Ads Top


  Sebuah karya atau ciptaan apa pun, dalam bentuk apa pun, lukisan, novel, puisi, film, selalu berawal dari refleksi manusia terhadap lingkungan sekitarnya. Meski bersifat fiktif, khayali, virtual dan tidak nyata, tidak salah jika film Avatar menjadi sebuah refleksi bagi siapa saja yang menontonnya. Avatar adalah tubuh dalam bentuk lain yang telah dikloning sedemikian rupa. Avatar terkoneksi dengan alam pikiran manusia. Film ini berkisah tentang kehidupan yang masih murni, kehidupan makhluk lain dalam dunia yang disebut Pandora. Di sana hidup suku Na’vi yang menyembah Eywa seperti manusia di zaman pagan menyembah pohon-pohon besar. Mereka menyatu dengan alam. Dunia itu kacau ketika manusia mulai berdatangan untuk mencari Unobtanium (semacam uranium) dan mulai meratakan hutan serta menjajah penduduk setempat demi menggali unobtanium di dalam tanah. Jake Sully, seorang cacat, kakinya lumpuh , terpilih untuk agen idn sport ini. Ia bersama Grace, seorang ahli botani, masuk ke dalam avatar, hidup bersama suku Na’vi, mengajari penduduk setempat berbahasa Inggris sekaligus mengajari bermain slot pulsa tanpa potongan. Namun, di balik misi itu tersembunyi hasrat manusia untuk menguasai dan menjarah unobtanium tanpa menghiraukan kesejahteraan dan ketenangan penduduk setempat. Jake Sully dan Grace berbicara sebagaimana suku Na’vi bicara, berpikir sebagaimana mereka berpikir. Demikianlah modal utama dalam beradaptasi dengan kehidupan baru. Dalam waktu tiga bulan Jake Sully telah menjadi bagian dari putra Omaticaya, saudara sedarah bagi penduduk Na’vi. Dalam menjalankan misi,

 ia mengalami banyak hal, salah satunya adalah kesadaran untuk saling memiliki, menjaga dan menghargai, misi pun berubah. Ia tidak lagi bekerja untuk perusahaan besar yang mencari ubtanium, tapi membela dan menyatukan sukusuku yang tertindas. Cerminan sejarah manusia Film Avatar tidak hanya menceritakan bagaimana penjajahan terjadi, tapi juga bercerita tentang bagaimana sesungguhnya makhluk hidup harus menyatu dengan alam disertai rasa toleransi, dan bukannya melakukan perusakan demi kepentingan kelompok tertentu. Yang dijajah akan terjajah, baik secara pemikiran, ekonomi, maupun materi. Sebagaimana yang terjadi pada akhir film.

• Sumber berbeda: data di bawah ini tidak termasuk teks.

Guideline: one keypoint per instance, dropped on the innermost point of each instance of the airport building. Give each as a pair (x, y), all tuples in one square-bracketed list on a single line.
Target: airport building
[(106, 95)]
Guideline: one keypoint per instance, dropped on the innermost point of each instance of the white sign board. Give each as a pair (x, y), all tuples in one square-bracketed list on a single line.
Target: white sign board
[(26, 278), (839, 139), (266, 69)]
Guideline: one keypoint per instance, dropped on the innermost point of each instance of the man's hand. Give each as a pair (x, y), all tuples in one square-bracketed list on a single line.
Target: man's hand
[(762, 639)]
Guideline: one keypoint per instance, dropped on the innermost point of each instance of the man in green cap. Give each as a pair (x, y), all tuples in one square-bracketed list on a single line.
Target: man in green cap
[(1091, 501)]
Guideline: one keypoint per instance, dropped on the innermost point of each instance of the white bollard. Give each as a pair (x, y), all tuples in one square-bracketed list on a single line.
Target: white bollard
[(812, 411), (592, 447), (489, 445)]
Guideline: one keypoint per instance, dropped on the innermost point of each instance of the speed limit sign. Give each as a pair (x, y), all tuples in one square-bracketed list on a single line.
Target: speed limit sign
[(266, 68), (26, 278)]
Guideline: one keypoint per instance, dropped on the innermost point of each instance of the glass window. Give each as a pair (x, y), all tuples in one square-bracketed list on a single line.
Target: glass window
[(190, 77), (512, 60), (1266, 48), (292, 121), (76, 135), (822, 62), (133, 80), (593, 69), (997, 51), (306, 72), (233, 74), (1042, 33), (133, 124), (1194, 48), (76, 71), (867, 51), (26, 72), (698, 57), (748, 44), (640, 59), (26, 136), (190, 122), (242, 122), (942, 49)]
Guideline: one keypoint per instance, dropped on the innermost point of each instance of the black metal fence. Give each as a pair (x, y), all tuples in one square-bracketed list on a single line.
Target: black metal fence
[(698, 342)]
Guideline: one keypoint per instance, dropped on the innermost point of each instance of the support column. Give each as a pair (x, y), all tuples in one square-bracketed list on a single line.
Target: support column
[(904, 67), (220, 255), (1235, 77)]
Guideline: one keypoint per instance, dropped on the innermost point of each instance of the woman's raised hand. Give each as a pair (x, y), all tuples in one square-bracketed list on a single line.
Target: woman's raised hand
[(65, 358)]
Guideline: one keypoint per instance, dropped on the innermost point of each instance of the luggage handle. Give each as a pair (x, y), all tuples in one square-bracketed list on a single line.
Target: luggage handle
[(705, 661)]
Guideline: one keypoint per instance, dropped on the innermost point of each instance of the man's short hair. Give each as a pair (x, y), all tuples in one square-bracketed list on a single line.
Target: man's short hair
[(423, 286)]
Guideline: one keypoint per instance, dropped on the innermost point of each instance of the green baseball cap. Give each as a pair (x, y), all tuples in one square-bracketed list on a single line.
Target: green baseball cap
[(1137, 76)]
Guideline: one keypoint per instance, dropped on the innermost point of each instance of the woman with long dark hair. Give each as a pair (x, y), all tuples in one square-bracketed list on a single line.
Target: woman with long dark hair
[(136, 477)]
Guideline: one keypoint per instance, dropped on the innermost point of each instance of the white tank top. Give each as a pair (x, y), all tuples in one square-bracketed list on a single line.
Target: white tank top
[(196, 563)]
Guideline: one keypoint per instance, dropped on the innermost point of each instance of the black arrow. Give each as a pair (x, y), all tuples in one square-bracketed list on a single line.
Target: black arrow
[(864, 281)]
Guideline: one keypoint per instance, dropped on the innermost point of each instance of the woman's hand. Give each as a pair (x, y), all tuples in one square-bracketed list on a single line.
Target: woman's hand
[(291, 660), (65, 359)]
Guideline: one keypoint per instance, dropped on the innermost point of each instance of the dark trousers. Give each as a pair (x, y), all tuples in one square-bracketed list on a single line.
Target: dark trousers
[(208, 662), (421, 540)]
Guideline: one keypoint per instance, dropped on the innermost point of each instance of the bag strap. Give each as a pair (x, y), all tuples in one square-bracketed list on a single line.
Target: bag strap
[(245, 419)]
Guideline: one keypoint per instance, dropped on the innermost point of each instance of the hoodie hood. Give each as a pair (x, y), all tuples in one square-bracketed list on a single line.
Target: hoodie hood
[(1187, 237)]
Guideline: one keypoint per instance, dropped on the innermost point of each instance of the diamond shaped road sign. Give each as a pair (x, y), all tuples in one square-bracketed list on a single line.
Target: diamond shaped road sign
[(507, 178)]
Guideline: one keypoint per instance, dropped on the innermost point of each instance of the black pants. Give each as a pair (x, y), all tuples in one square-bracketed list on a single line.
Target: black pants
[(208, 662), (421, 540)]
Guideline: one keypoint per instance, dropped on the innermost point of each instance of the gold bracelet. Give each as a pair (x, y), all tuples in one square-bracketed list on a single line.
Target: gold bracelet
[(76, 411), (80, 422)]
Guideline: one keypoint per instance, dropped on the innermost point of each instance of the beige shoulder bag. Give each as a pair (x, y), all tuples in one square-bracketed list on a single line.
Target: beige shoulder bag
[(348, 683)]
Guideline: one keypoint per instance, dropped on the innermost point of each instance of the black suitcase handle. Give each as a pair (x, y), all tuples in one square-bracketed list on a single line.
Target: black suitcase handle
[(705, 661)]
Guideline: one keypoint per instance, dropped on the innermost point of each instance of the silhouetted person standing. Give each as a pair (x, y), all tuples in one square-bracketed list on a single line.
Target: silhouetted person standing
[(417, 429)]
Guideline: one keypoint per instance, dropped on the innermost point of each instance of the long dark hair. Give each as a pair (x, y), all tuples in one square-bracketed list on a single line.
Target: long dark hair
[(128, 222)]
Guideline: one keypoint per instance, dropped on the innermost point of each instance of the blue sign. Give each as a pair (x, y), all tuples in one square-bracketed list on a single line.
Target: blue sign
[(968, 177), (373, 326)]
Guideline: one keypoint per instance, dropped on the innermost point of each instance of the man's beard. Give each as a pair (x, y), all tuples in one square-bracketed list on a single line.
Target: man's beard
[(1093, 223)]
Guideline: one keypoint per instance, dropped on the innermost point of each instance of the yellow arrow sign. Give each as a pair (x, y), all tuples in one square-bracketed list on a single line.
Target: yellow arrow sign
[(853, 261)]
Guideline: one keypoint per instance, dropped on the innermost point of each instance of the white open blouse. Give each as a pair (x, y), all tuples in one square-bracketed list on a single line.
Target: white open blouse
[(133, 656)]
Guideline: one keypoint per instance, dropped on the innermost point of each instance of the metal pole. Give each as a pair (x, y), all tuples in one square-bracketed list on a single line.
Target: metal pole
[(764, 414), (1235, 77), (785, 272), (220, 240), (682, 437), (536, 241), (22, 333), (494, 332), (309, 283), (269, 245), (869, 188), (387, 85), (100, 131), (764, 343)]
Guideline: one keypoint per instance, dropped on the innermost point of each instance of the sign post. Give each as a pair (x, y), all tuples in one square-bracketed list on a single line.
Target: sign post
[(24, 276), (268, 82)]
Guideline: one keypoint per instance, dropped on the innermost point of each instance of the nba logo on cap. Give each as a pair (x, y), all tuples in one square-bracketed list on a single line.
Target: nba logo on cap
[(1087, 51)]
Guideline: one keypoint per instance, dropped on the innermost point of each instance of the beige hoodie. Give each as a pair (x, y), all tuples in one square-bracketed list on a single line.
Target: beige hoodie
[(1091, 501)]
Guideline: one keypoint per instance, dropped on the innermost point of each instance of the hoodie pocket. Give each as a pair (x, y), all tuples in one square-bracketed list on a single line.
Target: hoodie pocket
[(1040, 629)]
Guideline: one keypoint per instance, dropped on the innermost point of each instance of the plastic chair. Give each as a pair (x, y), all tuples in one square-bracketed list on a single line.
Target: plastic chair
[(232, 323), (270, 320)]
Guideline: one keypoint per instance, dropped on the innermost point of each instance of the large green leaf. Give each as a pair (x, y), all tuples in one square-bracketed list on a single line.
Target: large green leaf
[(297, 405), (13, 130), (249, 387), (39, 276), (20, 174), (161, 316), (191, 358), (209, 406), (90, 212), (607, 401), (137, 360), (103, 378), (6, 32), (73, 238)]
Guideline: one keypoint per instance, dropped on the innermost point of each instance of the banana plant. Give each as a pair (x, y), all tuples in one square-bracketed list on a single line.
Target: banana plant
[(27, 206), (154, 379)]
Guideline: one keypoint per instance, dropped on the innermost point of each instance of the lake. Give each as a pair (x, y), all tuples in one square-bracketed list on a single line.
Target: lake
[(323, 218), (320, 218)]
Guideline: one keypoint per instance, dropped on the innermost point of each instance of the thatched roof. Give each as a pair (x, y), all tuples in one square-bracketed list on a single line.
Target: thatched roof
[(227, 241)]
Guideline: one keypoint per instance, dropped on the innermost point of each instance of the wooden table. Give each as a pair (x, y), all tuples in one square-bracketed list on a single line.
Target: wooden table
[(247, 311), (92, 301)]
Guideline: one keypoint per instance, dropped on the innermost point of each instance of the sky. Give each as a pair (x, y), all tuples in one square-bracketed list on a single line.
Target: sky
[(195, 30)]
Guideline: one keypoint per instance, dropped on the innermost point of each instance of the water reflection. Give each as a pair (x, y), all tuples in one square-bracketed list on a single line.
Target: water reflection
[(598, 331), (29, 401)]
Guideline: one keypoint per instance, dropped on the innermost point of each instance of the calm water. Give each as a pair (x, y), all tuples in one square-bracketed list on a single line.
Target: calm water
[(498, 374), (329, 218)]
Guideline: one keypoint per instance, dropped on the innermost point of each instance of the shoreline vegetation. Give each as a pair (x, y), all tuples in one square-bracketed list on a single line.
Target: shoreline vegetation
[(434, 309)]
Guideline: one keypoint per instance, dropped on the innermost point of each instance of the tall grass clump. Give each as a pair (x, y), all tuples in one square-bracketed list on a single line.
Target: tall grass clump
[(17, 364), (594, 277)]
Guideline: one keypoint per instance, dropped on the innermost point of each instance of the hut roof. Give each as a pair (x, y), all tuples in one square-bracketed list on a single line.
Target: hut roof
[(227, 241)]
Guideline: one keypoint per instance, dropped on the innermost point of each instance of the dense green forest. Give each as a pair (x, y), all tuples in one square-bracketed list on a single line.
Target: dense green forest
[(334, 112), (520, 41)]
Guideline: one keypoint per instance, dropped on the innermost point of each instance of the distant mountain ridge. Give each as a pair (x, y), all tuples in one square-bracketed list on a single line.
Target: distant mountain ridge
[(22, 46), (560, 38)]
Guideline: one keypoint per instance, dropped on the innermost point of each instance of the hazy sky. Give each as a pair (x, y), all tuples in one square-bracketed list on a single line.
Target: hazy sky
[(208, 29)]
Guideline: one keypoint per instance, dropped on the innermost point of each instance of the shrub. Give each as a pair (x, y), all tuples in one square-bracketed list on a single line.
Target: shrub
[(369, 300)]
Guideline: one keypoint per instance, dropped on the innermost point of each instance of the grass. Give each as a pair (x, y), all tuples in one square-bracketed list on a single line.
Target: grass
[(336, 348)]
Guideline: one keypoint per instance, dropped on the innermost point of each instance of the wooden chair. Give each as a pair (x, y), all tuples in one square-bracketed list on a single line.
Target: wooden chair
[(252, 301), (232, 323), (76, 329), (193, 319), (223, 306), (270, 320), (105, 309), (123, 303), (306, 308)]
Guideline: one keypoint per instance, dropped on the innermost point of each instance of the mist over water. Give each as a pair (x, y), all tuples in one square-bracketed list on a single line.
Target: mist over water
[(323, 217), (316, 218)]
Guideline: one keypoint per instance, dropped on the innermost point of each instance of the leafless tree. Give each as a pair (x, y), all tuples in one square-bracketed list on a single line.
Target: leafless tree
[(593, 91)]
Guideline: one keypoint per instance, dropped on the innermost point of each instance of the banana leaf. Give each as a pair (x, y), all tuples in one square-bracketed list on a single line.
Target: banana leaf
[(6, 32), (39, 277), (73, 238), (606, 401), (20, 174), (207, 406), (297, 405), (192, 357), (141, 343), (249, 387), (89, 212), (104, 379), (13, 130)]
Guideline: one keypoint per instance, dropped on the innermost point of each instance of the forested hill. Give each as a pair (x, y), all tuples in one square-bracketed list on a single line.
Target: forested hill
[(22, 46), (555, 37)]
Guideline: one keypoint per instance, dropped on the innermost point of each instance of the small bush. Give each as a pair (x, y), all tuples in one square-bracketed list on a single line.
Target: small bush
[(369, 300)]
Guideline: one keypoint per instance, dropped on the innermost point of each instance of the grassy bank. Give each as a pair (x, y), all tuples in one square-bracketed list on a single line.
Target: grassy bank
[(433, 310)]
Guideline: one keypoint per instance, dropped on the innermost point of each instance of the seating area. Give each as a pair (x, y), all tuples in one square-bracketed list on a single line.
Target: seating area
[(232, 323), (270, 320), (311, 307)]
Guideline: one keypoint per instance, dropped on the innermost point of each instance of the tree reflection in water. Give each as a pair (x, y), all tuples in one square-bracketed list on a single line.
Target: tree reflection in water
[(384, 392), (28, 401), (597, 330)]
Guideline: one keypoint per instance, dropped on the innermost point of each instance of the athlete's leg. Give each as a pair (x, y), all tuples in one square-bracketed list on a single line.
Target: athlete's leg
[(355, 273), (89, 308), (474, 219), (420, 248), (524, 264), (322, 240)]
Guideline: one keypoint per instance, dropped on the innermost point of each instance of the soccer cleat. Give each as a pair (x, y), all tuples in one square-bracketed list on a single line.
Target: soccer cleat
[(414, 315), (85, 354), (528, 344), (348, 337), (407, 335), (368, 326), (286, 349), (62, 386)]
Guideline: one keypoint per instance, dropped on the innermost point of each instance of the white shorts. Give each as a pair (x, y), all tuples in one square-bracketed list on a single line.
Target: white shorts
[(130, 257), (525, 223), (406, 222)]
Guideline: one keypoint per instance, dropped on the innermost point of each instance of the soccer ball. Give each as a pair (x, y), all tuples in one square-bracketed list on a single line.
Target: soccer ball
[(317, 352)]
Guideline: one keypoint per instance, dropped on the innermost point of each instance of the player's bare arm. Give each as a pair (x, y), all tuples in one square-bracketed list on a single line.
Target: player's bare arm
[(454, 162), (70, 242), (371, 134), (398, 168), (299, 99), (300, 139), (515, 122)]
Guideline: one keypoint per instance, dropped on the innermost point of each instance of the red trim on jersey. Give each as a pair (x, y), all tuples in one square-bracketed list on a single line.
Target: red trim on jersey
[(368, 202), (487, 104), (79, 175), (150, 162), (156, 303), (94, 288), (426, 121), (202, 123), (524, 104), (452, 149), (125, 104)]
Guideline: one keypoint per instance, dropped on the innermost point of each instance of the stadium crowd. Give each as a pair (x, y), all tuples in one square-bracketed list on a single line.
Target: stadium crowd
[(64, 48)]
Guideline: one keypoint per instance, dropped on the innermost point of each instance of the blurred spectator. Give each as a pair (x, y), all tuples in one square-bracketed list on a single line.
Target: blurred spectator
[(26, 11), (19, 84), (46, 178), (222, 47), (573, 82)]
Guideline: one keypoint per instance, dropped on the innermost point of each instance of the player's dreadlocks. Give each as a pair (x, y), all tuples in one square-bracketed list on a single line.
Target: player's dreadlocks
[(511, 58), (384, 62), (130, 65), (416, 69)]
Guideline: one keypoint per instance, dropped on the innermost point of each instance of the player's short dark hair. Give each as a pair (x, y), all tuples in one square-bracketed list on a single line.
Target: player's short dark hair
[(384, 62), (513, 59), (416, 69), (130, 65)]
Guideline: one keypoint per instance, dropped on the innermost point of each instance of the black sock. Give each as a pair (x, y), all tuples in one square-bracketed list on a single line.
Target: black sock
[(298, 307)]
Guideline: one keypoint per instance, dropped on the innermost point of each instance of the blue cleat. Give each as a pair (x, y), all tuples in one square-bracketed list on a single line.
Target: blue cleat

  Ras manusia akhirnya harus kalah dan pulang dengan tangan kosong. Secanggih apapun alat yang dibawanya dari bumi untuk menguasai, tetap saja tidak kuasa melawan makhluk-makhluk yang menyatu dengan alam. Makhluk-makhluk asing itu menang dalam sebuah peperangan. Tapi kemenangan itu tidak lepas dari pengaruh manusia, Jake Sully, Grace dan kawan-kawan yang bahu membahu membantu penduduk setempat untuk melakukan perlawanan. Kondisi ini menyerupai sejarah bangsa-bangsa di bumi. Selalu ada pihak-pihak asing yang memberikan bantuan untuk merdeka, baik secara moril maupun mental. Di sisi lain, film ini seolah hanya berkisah tentang kebenaran melawan kejahatan, terlalu hitam putih. Tak ada tokoh abu-abu, semacam sosok yang hidup di antara hitam putih tersebut, sosok penengah semacam Gunawan Wibisono, adik Rahwana, dalam kisah Ramayana. Pertarungan antara baik dan buruk dibiarkan begitu saja bertubrukan sesuai skenario. Dan peradaban suku Na’vi demikian terbelakang, tak ada kemajuan dari segi pemikian maupun ekonomi, seolah peradaban mereka adalah peradaban yang statis, diam di tempat, monoton, dan terbelakang. Hal ini berbeda dengan kondisi manusia dengan kemajuan peradabannya yang cepat berubah-ubah.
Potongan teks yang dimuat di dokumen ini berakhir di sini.